Phil Jackson knew everything. Just read his volume of books and he’ll let you know it.
Jackson’s “11 Rings’’ arrogance became his undoing in New York. That is why you cherish this exhaustive coaching search being conducted by the first-year managerial tandem of president Steve Mills and general manager Scott Perry.
The number is up to 10 interviewed candidates now — young NBA assistants James Borrego and Juwan Howard capping it off over the weekend.
The Mills-Perry Research and Development Tour started in New York, crossed the country to Los Angeles, returned to New York, veered to Europe and back again to the Big Apple for more talks.
Mills and Perry don’t pretend to know everything. Their search has become a leave-no-stone-unturned process, interviewing everyone from TNT’s Kenny Smith to new free agent Mike Budenholzer.
Perhaps candidates such as Smith, Howard and Celtics assistant Jay Larranaga, still coaching in the NBA playoffs, have no chance. But it was productive to pick their brains about the Knicks’ roster and hear their visions on the use of the young prospects.
Indications are Budenholzer, David Fizdale and David Blatt, who helped himself in his interview, have emerged as the top three candidates.
Surprisingly, Mark Jackson’s candidacy hasn’t gained much traction. It’s noteworthy no other club with a vacancy interviewed Jackson, whose Golden State axing in 2014 left a sourness.
It is believed one concern is the coaching staff Jackson might construct. Jackson has been out of the coaching loop four years and warred with two of his Warriors assistants, Brian Scalabrine and Darren Erman, now flourishing as defensive coordinator in New Orleans.
If Jackson is a second-tier candidate, Mills/Perry may keep it simple and hire Budenholzer, a defensive-minded, proven winner out of the San Antonio system who wants to be here. Milwaukee, eliminated Saturday night by Boston, could leap into the Budenholzer mix. Bucks interim coach Joe Prunty is not expected to be next season’s coach.
One NBA source predicts Milwaukee will conduct “a national search.’’
The Knicks have conducted an international search and it’s been a blessed opportunity for Mills, who wasn’t allowed to embark on an earnest mission of intelligence under Jackson.
At an April 12 press conference, Mills talked about “an intellectual curiosity” among NBA front offices. He’s consulted with other team executives such as Golden State’s esteemed Bob Myers on “what it takes to be a coach in the NBA’’ regarding candidates “who can absorb all of the things different about today’s game.”
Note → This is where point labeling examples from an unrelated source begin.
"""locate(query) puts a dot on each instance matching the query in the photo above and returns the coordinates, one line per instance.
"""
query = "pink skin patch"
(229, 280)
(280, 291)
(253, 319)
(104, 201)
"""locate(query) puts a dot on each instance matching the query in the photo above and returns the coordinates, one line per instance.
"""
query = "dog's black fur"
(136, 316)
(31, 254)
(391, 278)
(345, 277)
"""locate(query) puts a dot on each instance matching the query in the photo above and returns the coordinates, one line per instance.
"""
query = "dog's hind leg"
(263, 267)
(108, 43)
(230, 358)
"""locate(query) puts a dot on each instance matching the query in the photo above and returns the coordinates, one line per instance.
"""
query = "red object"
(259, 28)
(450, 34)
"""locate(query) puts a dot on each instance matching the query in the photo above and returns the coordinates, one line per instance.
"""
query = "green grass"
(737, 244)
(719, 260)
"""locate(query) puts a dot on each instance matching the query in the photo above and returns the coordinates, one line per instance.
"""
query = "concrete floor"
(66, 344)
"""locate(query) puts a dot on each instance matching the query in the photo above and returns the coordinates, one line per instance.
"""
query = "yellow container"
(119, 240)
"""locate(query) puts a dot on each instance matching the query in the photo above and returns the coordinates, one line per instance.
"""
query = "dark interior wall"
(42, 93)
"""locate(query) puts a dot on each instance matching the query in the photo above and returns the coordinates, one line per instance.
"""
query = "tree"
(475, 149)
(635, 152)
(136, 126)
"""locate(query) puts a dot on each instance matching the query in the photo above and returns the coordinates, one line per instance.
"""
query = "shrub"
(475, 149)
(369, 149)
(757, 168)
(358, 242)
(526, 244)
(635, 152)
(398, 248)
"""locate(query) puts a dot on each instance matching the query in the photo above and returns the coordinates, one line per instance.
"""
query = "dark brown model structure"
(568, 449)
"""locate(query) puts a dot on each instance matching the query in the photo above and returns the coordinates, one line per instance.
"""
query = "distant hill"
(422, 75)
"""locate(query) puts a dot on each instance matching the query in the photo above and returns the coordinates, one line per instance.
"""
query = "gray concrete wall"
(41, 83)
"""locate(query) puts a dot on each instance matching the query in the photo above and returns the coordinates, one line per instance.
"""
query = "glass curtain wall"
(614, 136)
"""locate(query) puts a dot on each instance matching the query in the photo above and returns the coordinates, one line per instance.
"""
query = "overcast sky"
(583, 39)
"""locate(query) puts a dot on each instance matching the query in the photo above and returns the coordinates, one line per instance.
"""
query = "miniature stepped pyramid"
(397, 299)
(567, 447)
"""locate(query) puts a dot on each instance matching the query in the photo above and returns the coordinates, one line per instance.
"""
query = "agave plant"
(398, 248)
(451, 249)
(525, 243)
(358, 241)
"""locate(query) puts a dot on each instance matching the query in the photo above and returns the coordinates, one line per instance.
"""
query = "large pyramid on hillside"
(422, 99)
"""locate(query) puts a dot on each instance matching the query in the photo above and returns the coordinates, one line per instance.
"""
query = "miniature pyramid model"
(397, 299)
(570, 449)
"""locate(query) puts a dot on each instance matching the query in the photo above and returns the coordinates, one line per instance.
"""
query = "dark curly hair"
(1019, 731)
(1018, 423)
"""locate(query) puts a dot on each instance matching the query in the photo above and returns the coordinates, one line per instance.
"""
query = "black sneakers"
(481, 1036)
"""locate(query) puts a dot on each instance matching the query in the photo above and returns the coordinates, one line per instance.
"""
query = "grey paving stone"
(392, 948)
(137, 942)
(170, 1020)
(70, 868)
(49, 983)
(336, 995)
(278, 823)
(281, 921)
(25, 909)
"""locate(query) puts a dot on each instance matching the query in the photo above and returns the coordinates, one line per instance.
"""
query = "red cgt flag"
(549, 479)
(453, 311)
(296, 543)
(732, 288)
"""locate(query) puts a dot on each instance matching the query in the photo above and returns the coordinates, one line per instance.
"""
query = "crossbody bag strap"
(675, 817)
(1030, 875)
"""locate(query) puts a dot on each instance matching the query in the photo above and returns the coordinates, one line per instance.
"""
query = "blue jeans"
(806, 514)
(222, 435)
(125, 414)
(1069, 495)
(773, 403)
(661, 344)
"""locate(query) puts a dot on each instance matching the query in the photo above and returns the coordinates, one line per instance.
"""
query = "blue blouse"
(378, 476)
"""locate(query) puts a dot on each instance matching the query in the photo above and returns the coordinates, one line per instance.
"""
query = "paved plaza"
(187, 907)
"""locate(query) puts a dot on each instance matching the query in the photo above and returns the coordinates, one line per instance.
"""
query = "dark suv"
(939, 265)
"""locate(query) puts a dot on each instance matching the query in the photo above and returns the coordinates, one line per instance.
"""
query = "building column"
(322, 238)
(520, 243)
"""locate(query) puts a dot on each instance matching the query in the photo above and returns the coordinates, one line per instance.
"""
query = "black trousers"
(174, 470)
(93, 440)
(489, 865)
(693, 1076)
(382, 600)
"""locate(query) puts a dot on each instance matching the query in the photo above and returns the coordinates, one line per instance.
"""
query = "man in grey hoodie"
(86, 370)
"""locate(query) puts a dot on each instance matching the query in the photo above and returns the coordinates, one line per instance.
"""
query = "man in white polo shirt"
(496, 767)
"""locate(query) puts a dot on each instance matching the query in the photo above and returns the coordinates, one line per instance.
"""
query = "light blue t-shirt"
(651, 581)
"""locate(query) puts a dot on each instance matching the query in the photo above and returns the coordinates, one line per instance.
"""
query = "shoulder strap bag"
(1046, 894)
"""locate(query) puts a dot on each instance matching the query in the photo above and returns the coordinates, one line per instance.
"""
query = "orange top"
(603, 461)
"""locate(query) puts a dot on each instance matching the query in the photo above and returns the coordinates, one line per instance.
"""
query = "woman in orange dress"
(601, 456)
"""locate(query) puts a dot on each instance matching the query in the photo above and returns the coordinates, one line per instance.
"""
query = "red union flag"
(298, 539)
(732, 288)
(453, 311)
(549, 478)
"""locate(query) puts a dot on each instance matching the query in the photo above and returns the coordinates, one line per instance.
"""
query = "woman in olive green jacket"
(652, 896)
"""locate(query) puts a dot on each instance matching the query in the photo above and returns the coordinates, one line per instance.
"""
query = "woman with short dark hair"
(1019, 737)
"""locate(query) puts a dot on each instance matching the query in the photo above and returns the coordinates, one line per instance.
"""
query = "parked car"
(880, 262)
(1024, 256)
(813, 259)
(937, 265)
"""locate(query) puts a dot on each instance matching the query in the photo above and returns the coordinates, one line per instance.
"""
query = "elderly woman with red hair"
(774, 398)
Mills listed the differences: “The use of analytics, the significance of the physical training and performance staff, how you incorporate player development into a holistic approach to coach a team.”
Perhaps it’s a lot of rhetoric, but more relevant rhetoric than triangle rhetoric.
The Jackson/Mills tandem was a forced marriage and bad timing by owner James Dolan, who plays the guitar better than he evaluates whether an offensive system is played out.
Meanwhile, Mills/Perry have become basketball’s Frick and Frack.
“We work very closely together,’’ Mills said. “We work in tandem and I give Scott the flexibility of [doing] what he thinks is right.’’
In those two Zen Master coaching searches, Mills was restricted. After Jackson’s top choice Steve Kerr reneged, Jackson spoke only to Derek Fisher and made the hire.
On his next try, Jackson reached out to an uninterested Luke Walton. After his vision of Kurt Rambis was soundly rebuffed, Jackson interviewed Blatt. The former Cavaliers coach with a stunning European résumé was Mills’ pick.
Jackson also spoke to Frank Vogel, then Jeff Hornacek, whom he had never formally met. After a six-hour interview, Hornacek was the chosen one to run a partial triangle offense despite no triangle experience.
Neither 2014 nor 2016 can be classified as thorough searches. Mills/Perry realize they need to hit a home run on this and their lottery pick. Mills/Perry want this hire to peak in “three to five years” when the Knicks hope to be ready to compete for a title.
While Jackson stopped listening and learning, Mills and Perry are always seeking information. That’s why Perry, whose father played for the Steelers, attends their training camp every summer to glean from their winning culture. Perry is close to Steelers coach Mike Tomlin.
Mills and Perry don’t write books, but they are authoring one vast coaching search.